4086 Background: Neo-adjuvant rectal cancer trials use overall survival (OS) and local control as standard endpoints. Using earlier endpoints as primary outcomes in phase III trials requires them to be validated as surrogates for OS or local control. The aim of this study was to evaluate the statistical validity of specimen sterilization, pT and pN stages and circumferential resection margin as surrogate endpoints for OS and local recurrence free survival (LRFS).

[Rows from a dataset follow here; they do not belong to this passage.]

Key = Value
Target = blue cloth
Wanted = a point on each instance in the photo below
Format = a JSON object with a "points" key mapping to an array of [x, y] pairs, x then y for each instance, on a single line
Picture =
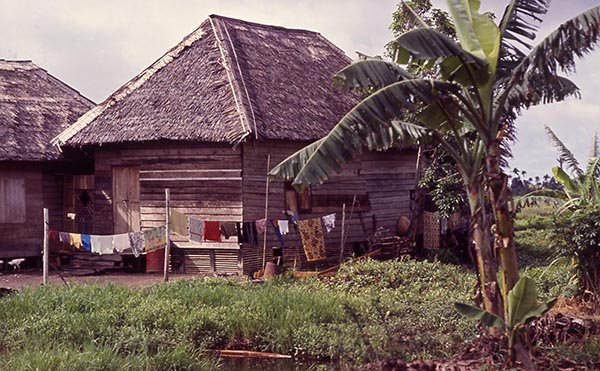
{"points": [[86, 242], [275, 226]]}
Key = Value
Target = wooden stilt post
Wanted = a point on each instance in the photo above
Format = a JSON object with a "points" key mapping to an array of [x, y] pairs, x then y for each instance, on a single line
{"points": [[342, 242], [45, 252], [266, 213], [168, 233]]}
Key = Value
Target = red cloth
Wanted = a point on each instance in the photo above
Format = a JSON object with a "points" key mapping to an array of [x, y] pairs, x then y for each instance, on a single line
{"points": [[212, 231]]}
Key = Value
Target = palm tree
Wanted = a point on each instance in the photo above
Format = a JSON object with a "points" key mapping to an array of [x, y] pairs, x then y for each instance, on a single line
{"points": [[482, 85]]}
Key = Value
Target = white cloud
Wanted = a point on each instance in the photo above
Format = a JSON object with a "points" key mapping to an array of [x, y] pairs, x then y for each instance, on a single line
{"points": [[96, 46]]}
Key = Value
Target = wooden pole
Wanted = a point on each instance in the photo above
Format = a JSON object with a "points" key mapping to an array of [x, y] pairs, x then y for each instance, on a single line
{"points": [[168, 234], [45, 252], [342, 237], [349, 218], [266, 212]]}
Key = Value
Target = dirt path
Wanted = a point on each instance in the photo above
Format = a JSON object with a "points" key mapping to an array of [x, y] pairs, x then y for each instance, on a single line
{"points": [[24, 278]]}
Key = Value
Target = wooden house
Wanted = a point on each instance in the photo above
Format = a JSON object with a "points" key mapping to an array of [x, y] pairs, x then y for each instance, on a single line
{"points": [[34, 107], [203, 121]]}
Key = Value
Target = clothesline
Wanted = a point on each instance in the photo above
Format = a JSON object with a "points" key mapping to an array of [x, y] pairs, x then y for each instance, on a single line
{"points": [[198, 230], [139, 242], [311, 230]]}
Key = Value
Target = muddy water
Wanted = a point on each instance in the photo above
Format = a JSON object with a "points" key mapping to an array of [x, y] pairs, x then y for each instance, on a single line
{"points": [[253, 364]]}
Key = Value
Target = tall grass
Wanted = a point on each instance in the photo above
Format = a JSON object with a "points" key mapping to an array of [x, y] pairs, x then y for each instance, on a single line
{"points": [[369, 311]]}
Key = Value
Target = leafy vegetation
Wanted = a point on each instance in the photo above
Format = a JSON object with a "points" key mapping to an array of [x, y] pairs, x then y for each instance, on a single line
{"points": [[368, 311]]}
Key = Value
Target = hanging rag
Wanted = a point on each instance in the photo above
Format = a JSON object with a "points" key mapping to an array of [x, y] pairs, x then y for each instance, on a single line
{"points": [[95, 242], [179, 222], [155, 238], [53, 235], [196, 229], [75, 240], [275, 225], [284, 226], [86, 243], [293, 218], [227, 229], [137, 242], [105, 245], [329, 222], [64, 237], [291, 200], [212, 231], [261, 226], [239, 229], [249, 234], [121, 242], [313, 242]]}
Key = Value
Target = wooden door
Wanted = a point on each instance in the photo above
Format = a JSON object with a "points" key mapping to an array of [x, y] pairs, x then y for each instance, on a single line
{"points": [[126, 199]]}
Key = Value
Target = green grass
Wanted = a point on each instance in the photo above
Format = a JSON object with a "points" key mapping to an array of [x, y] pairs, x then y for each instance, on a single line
{"points": [[368, 311]]}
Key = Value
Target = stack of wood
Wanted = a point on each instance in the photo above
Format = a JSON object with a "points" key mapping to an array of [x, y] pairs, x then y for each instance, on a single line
{"points": [[83, 262]]}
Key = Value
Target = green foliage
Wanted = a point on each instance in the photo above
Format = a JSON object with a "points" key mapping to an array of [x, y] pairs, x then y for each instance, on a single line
{"points": [[522, 307], [370, 310], [534, 237], [577, 235], [444, 184]]}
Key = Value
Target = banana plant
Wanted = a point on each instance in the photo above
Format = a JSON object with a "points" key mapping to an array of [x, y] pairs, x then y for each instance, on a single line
{"points": [[522, 308]]}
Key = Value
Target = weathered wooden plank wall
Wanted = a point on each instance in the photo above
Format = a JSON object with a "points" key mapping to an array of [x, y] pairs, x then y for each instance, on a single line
{"points": [[23, 237], [380, 181], [204, 179]]}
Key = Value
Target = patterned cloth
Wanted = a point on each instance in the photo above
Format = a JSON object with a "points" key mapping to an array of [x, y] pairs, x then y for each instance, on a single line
{"points": [[137, 242], [64, 237], [75, 240], [329, 222], [275, 225], [261, 226], [227, 229], [155, 238], [313, 242], [212, 231], [284, 226], [121, 242], [102, 244], [86, 243], [196, 229], [247, 233], [179, 223]]}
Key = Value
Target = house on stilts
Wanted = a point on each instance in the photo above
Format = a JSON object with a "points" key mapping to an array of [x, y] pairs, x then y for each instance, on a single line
{"points": [[204, 119], [34, 107]]}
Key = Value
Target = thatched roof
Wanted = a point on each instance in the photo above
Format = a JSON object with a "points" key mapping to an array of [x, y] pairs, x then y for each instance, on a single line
{"points": [[34, 107], [227, 80]]}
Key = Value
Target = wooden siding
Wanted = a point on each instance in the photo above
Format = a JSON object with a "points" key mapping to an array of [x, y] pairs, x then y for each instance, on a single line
{"points": [[42, 189], [205, 181], [380, 181]]}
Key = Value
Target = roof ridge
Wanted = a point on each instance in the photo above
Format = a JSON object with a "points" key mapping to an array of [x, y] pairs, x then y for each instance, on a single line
{"points": [[235, 89], [23, 64], [129, 87], [225, 18]]}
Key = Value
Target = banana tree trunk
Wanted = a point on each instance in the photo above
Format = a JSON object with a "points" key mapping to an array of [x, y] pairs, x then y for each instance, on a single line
{"points": [[486, 262], [504, 243]]}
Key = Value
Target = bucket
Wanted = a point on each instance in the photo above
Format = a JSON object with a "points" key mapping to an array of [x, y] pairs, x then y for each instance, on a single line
{"points": [[271, 270], [155, 261]]}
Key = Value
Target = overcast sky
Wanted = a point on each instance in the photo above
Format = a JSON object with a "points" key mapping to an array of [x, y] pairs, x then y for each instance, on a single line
{"points": [[97, 45]]}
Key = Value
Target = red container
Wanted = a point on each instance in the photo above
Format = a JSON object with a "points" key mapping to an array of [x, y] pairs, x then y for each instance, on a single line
{"points": [[155, 261]]}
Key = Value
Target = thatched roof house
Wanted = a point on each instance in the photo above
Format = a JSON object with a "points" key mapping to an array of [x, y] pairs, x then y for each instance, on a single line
{"points": [[226, 81], [34, 107], [203, 120]]}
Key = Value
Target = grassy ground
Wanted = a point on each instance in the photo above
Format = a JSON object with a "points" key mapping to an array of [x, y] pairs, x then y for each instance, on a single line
{"points": [[367, 312]]}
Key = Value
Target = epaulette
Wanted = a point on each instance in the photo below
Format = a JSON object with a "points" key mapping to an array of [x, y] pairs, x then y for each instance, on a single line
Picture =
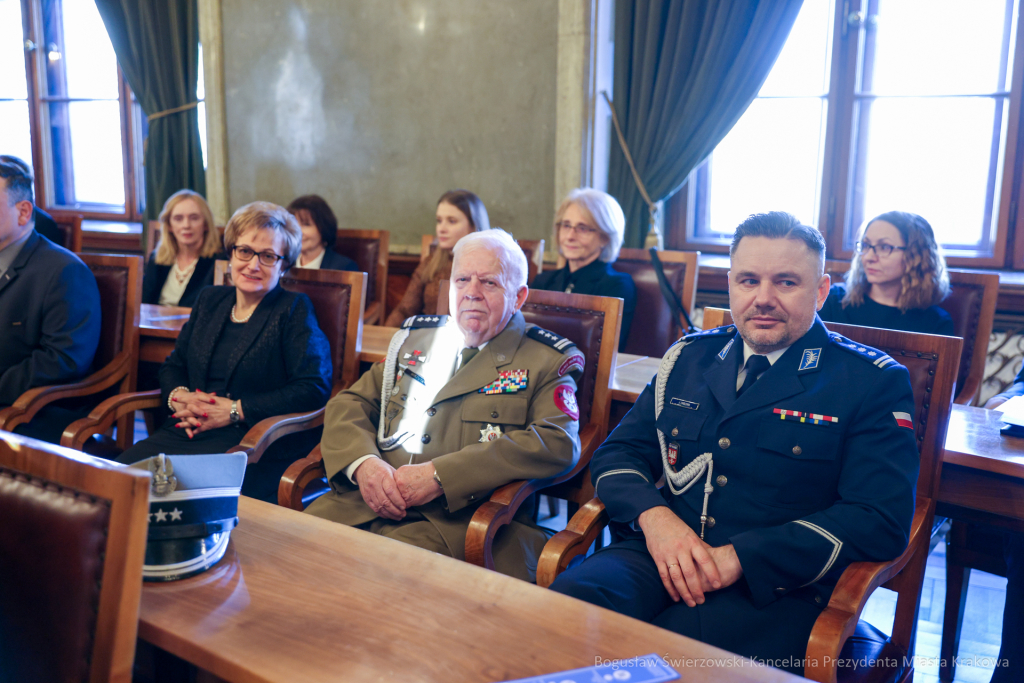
{"points": [[872, 355], [556, 342], [417, 322], [714, 332]]}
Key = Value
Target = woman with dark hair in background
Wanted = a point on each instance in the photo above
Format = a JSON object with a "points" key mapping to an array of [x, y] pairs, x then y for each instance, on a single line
{"points": [[459, 213], [182, 262], [320, 231], [896, 281]]}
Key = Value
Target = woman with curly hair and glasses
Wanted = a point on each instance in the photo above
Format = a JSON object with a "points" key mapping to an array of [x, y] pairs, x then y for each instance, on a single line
{"points": [[896, 281]]}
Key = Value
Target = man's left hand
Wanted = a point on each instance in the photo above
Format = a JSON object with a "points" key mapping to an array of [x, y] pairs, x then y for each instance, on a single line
{"points": [[417, 484]]}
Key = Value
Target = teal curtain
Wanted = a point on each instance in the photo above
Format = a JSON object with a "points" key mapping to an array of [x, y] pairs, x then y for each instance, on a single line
{"points": [[157, 45], [685, 72]]}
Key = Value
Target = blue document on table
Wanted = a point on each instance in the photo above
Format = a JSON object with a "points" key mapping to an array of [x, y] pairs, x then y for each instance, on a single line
{"points": [[646, 669]]}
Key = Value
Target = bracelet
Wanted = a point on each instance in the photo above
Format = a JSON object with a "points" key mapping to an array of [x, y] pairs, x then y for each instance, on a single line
{"points": [[171, 395]]}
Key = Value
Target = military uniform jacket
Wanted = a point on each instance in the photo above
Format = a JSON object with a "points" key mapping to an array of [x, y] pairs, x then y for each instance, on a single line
{"points": [[434, 416], [813, 467]]}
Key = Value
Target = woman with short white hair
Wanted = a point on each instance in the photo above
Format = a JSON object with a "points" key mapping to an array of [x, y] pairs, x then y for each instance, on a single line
{"points": [[589, 227]]}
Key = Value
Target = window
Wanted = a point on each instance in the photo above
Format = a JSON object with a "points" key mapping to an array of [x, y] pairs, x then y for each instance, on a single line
{"points": [[875, 105]]}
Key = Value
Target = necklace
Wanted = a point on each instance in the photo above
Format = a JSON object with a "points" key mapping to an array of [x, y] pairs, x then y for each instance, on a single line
{"points": [[246, 319]]}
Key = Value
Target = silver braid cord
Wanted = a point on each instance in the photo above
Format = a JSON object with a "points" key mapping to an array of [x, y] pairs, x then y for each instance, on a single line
{"points": [[387, 386], [679, 482]]}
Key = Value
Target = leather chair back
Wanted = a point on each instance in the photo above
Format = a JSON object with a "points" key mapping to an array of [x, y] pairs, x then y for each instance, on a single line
{"points": [[339, 299], [370, 251], [655, 326], [72, 544]]}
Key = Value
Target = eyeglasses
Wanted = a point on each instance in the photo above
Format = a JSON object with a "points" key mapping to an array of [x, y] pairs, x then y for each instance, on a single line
{"points": [[882, 250], [580, 228], [267, 258]]}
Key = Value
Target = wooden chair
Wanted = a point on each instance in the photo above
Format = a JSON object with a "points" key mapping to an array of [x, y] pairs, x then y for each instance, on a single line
{"points": [[71, 226], [838, 634], [593, 323], [370, 251], [120, 282], [534, 249], [335, 295], [73, 541]]}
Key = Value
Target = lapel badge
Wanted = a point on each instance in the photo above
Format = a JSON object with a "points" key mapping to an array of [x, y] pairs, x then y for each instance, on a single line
{"points": [[509, 381], [489, 433], [415, 358], [810, 358], [164, 481]]}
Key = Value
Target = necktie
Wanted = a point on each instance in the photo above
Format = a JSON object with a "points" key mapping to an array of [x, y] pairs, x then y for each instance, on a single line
{"points": [[756, 366], [467, 355]]}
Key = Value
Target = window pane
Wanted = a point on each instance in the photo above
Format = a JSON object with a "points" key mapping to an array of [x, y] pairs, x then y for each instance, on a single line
{"points": [[15, 138], [80, 54], [12, 82], [941, 167], [770, 161], [94, 172], [939, 47]]}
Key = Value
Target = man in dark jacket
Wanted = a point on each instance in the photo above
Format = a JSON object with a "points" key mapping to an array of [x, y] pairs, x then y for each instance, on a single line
{"points": [[49, 304]]}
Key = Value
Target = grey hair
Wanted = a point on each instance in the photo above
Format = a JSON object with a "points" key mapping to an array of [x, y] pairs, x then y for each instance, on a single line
{"points": [[603, 211], [507, 250]]}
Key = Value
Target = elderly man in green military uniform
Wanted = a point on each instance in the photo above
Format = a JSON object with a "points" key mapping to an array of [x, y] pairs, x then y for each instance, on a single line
{"points": [[461, 406]]}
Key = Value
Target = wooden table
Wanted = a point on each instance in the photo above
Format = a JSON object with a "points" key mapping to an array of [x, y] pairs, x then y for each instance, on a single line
{"points": [[159, 329], [982, 471], [299, 598]]}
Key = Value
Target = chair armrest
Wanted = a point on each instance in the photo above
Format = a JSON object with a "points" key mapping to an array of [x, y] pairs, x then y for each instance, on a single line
{"points": [[297, 477], [574, 540], [265, 432], [103, 416], [839, 620], [30, 402], [505, 503]]}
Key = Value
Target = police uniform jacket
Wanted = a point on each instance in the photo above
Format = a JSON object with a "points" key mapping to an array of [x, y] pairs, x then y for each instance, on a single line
{"points": [[478, 434], [813, 467]]}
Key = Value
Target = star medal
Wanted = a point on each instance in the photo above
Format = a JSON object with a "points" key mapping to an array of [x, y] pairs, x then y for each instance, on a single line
{"points": [[489, 433]]}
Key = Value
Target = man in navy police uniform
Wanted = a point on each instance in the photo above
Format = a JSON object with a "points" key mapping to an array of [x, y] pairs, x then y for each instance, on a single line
{"points": [[787, 453]]}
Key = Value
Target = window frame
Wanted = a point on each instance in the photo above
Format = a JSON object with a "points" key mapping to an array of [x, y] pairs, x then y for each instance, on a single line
{"points": [[42, 157], [847, 50]]}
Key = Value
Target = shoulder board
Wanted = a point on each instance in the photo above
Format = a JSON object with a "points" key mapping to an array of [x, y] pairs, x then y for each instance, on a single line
{"points": [[872, 355], [714, 332], [556, 342], [417, 322]]}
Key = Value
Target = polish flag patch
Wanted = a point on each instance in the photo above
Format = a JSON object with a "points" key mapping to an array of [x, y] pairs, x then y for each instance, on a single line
{"points": [[903, 420]]}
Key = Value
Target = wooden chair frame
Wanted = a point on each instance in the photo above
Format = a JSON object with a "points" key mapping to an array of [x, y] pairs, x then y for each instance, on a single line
{"points": [[121, 370], [121, 588], [505, 502], [265, 432], [904, 574], [376, 310]]}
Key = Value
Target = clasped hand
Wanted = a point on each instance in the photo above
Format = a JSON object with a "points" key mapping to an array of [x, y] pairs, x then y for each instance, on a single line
{"points": [[390, 492], [200, 412], [688, 566]]}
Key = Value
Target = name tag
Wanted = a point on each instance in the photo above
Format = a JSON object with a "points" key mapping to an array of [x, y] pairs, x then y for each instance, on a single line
{"points": [[688, 404]]}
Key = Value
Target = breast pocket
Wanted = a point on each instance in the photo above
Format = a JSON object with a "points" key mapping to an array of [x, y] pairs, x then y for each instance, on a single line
{"points": [[797, 463]]}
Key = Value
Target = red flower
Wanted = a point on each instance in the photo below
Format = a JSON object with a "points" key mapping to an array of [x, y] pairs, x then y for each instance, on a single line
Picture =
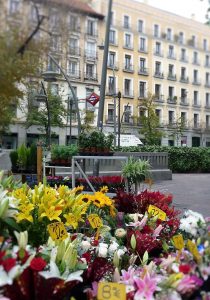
{"points": [[87, 256], [184, 269], [38, 264], [8, 263]]}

Methods: We used data from the FFCD 9203 trial (Gérard et al. J Clin Oncol 2006): preoperative radiotherapy (RT) vs preoperative chemoradiation (CT-RT) in T3–4 rectal cancers. Based on logistic regressions and Cox proportional hazards regression models we applied single-trial validation methods: Prentice criteria, proportion of treatment effect explained (PTE), relative effect, adjusted association and the proportion of variation explained (R²). OS was defined as time interval between randomization and death (all causes) and LRFS as time interval between randomization and local recurrence. Survival curves were estimated using Kaplan-Meier method and compared using Log-Rank tests. Results: Our analyses were based on the 742 eligible patients of the trial (367 patients in the RT arm and 375 in the CT-RT arm). Complete sterilization of the operative specimen was more frequent in the CT-RT arm (11.4% vs 3.6%, p<.0001) and the 5-year local recurrence rate was significantly lower (16.5% vs 8.1%, p=0.004) while the 5-year OS did not differ (67.9% vs 67.4%, p=0.69). None of the variables fulfilled the four Prentice criteria whatever final endpoint. The most surrogate variable was specimen sterilization categorized as pT0 or few residual cells (S1) vs evolutive residual cells (S0). It explained 12% of the effect of treatment on LRFS (PTE=0.119) but the lower bound of the 95% CI was under the critical limit of 0.5. After adjusting for treatment, relative risk of local recurrence (S1 vs S0) was 0.56 (95% CI [0.28–1.10], p=0.09, R²=0.05). With OS as final endpoint, PTE for sterilization was not interpretable (PTE=-249.3%). Conclusions: Our data did not allow validating relevant surrogates for long term outcomes in neo- adjuvant rectal cancer trials. To increase power, an individual meta-analysis is planned. No significant financial relationships to disclose.